Court rejects pro-assisted suicide group’s human rights claim
Judges in The Hague have rejected efforts by a pro-euthanasia group to legalise helping someone to commit suicide.
The Last Will cooperative and 29 others had argued that current Dutch euthanasia law is too narrow and conflicts with the European convention on human rights, which includes the right to self determination.
The convention, they argued, states that ‘everyone has the right to respect for his private life’ and that ‘there shall be no interference by a public authority’.
But by stopping people from asking for assistance and restricting access to an ‘end of life remedy’, the organisations say the law conflicts the right to a dignified death.
The court, however, ruled that the right of someone to decide for themselves about ending their life is protected in the convention. And that right, the court said, does not go so far as to give someone the right to be helped to end their life.
The campaign group said in a reaction that it was disappointed in the ruling. ‘More and more people are thinking about how to bring their lives to a dignified end,’ spokesman Frits Spangenberg told Dutch News. ‘The struggle goes on.’

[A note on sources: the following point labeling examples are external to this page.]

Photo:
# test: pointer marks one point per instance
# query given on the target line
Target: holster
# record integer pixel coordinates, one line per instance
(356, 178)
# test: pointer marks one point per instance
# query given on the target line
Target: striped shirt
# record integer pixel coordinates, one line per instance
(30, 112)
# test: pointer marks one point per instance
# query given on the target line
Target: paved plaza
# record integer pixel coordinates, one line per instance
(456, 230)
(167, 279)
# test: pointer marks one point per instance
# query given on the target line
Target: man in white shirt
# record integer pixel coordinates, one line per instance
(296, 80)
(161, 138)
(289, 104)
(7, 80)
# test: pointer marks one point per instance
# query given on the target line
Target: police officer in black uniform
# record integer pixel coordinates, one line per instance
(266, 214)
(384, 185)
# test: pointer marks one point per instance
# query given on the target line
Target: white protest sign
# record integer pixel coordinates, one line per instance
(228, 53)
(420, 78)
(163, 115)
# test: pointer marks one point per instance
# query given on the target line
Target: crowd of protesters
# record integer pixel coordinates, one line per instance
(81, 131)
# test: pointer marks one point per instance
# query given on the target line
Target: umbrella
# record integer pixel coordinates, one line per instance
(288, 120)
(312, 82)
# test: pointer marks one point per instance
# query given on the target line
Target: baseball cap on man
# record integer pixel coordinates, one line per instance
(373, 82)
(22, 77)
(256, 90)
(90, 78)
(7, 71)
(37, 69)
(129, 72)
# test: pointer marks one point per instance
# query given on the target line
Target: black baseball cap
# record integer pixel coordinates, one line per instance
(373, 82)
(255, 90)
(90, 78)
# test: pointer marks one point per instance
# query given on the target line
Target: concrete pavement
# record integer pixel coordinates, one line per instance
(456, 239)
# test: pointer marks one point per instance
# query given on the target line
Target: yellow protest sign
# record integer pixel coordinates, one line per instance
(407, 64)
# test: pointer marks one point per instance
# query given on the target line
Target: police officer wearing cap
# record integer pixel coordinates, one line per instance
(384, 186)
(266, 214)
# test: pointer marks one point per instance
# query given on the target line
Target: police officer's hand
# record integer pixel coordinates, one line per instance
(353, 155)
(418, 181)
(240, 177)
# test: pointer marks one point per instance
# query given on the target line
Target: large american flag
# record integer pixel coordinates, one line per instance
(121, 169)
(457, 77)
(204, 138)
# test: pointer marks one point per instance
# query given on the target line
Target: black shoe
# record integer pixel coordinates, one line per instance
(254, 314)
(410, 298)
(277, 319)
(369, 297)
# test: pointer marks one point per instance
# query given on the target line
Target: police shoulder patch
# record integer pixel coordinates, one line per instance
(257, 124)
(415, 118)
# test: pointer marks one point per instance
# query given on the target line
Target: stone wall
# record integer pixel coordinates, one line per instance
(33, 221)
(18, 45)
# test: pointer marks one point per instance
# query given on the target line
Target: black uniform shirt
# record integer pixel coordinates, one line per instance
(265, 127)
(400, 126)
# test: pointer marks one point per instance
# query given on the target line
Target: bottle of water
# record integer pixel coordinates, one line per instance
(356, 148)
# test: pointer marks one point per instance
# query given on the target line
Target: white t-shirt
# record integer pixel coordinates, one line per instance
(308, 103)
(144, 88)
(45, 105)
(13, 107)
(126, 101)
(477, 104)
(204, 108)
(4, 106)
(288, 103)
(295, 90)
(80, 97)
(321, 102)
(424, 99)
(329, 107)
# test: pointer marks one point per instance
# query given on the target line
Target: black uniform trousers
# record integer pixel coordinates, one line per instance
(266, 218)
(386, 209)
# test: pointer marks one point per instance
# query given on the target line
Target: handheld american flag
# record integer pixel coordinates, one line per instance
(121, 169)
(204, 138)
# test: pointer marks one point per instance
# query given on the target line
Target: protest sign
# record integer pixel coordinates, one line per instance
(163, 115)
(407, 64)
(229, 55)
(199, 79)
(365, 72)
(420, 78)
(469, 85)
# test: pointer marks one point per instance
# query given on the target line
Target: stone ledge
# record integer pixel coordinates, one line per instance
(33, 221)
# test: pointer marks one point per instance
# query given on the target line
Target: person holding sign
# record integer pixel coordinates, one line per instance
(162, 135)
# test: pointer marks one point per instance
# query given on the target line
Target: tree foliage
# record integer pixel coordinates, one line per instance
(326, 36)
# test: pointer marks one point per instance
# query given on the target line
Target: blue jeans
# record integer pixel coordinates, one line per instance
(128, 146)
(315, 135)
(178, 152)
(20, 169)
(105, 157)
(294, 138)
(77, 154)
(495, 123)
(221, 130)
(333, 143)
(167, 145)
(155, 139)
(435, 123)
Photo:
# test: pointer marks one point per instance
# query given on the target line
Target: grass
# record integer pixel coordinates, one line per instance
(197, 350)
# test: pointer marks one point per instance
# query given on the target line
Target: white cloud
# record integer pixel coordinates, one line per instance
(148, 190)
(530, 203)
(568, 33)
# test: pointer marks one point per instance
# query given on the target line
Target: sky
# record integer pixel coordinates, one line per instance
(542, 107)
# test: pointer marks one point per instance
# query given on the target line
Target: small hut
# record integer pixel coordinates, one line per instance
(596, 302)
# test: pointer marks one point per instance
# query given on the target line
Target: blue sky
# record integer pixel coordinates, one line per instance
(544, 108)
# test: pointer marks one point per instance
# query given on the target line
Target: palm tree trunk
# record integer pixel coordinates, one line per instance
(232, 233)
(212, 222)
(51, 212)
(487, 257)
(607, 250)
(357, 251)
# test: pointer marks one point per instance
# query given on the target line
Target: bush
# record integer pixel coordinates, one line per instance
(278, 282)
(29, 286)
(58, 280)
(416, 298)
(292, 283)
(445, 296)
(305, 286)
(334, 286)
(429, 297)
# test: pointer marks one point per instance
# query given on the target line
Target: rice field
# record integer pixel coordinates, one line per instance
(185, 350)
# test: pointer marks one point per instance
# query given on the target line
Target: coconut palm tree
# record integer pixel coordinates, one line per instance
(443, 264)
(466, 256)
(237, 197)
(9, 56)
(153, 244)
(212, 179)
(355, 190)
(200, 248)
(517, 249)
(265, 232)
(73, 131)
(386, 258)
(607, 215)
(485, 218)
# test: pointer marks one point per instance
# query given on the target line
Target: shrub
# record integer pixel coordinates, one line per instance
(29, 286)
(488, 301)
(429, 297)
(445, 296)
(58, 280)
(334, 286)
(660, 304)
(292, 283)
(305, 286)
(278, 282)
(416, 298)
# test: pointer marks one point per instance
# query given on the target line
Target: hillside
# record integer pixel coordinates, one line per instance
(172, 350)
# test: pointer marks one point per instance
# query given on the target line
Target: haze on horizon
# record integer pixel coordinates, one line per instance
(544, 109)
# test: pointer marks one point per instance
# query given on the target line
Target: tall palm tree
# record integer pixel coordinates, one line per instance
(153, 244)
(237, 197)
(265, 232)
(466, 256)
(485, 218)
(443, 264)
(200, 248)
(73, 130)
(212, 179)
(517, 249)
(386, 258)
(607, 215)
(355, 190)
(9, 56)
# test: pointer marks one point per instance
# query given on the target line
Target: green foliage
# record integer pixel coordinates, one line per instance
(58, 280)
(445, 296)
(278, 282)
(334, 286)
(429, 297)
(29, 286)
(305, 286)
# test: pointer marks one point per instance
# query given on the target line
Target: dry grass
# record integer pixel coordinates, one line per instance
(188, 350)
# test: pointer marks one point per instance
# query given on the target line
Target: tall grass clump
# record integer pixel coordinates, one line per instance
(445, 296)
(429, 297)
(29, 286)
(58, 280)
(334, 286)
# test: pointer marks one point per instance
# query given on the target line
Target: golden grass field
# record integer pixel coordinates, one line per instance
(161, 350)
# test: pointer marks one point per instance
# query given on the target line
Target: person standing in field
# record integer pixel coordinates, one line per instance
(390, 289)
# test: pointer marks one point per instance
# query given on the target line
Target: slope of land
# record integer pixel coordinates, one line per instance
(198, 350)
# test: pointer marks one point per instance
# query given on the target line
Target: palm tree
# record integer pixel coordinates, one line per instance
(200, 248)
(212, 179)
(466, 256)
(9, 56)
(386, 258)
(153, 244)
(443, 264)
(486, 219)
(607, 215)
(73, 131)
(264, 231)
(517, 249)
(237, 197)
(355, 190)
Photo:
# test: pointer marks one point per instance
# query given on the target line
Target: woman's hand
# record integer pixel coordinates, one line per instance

The organisation has three months to decide whether or not to appeal.
Not a crime
It is not a criminal offence to commit suicide in the Netherlands but it is illegal to help someone to do so by, for example, providing them with the necessary drugs. The only exception to this is covered by the Dutch law on euthanasia.
It states that euthanasia may only be carried out if two doctors certify that a patient is suffering unbearably and the case meets five other key criteria.
This February, a 74-year-old man from Castricum was arrested as part of an investigation into the sale of so-called suicide powder and is thought to have had a role in at least four deaths.
The powder was first presented as a humane way of committing suicide by the CLW in 2017. The cooperative sold it via meetings at members’ homes but stopped this in 2021 after several people were arrested, including the organisation’s chairman.